И тут меня точно ледяной водой окатило. Словно гром ударил среди ясного небушка. Молния перед глазами сверкнула. И пропало наваждение. Отхлынуло.
Все просто стало.
Понятно и прозрачно.
Осознал я в миг единый, что ежели хочу снова любимую мою повидать, вновь вдохнуть пьянящий запах ее волос, вкус губ ее медвяных на своих губах ощутить, то должен сердце свое в кулак сжать. Пусть болит оно. Пусть ноет. Пусть рвется из груди птицей крылатой. Нельзя его теперь на волю выпускать. Изо всех сил держать его надобно. Иначе не стерплю. Не выдержу боли. Разорвется душа моя на мелкие кусочки. И кончится все. Мраком беспросветным для меня Явь светлая обернется.
Прижал я на мгновение колту к губам и обратно за пазуху спрятал.
– Непременно верну тебе ее… – прошептал. Развернулся я от окна и, уверенный в том, что обещание свое исполню, вон из горницы вышел.
Спустился во двор, а девчонки уже ко мне со всех ног бегут.
– Чего шум поднимаешь? – спросил я у сестренки строго.
– Там, – махнула она рукой, – за излучиной… они по реке еще долго сюда идти будут… а мы напрямки побежали. – А сама отдышаться не может.
– Что там?
– Мы купаться на дальний плес ходили, Добрынюшка. Жара стоит летняя, а вода-то, как парное молоко. Уж возвращаться собрались, вдруг видим: лодка большая по реке плывет, – она тараторит, аж захлебывается. – Так мы подумали, что в лодке той люди недобрые, и сюда скорей.

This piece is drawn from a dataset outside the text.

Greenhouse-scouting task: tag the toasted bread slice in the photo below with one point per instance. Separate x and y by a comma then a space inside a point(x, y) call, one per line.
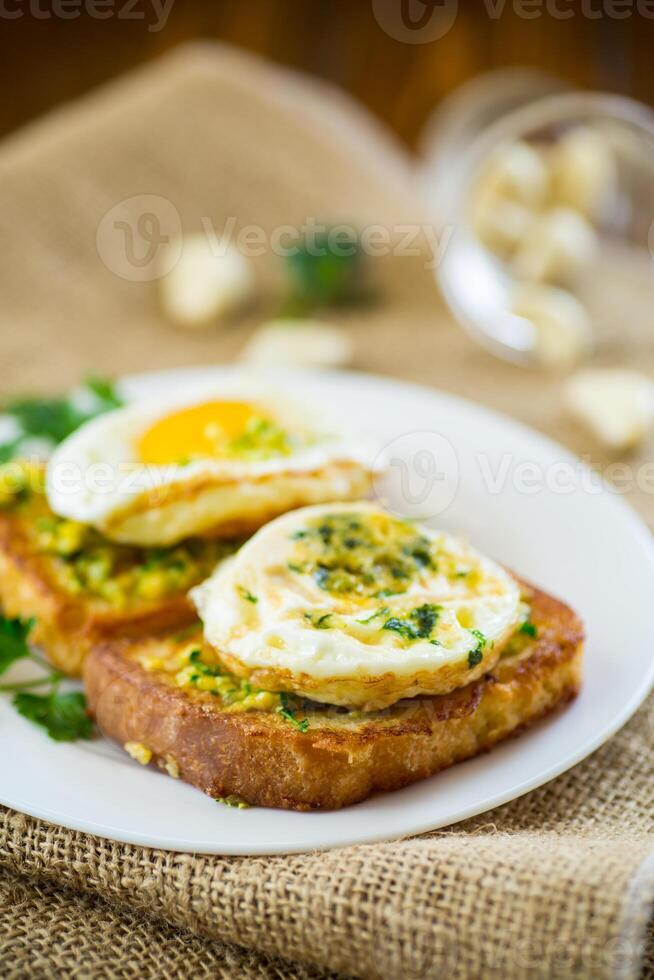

– Ты не егози, – я ей тихонечко. – С чего решила, что на лодке злой люд? Может, это из Киева к нам кто наведаться решил?
– Нет, – замотала головой. – Не киевские это. Девки говорят, что к ним сюда такие страшенные лодки отродясь не заходили, – кивнула она на подруг.
– Что ж в ней страшного?
– Как чего? – удивилась одна из девчушек. – Огромадная она, не меньше терема, на носу зверь неведомый вырезан…
– А еще они в нас из лука стреляли, – вставила словцо третья девчушка.
– Это они в меня стреляли, – гордо сказала Малуша. – Стрела в березу прямо перед носом моим воткнулась,
– А они нам вслед кричали, – шмыгнула носом самая маленькая, – обещали на косах повесить. А один порты спустил и местом срамным нас стращал.
– Ты цела? – спросил я сестренку.
– А чего мне сделается, – пожала она плечами. – Мы же быстро сбежали.
– Понятно, – кивнул я. – Давайте всех сюда зовите. А ты, – сказал Малуше, – беги на лесное пастбище, близнецов зови. Пусть подпаска со стадом оставят, а сами в деревню спешат. Да пускай поторапливаются! – крикнул ей уже вслед.
– Ну, что? – сказал я себе, оставшись один. – Скучно тебе было в покое сидеть? Теперь повеселишься.
– Что стряслось, Добрый? – смотрю, ко мне старик Веремуд ковыляет.
– Гости у нас непрошеные, – отвечаю.
– Кто такие?
– А я почем знаю?
– Может…
– Не может, – перебил я его. – Не стали бы ни Ольга, ни Свенельд по своим стрелять. А Малуша сказала, что они едва живыми с плеса ушли.
– Ясно, – кивнул старик.
– Может, лучше в лес, пока не поздно? – спросил я. – Пограбят деревню да дальше пойдут.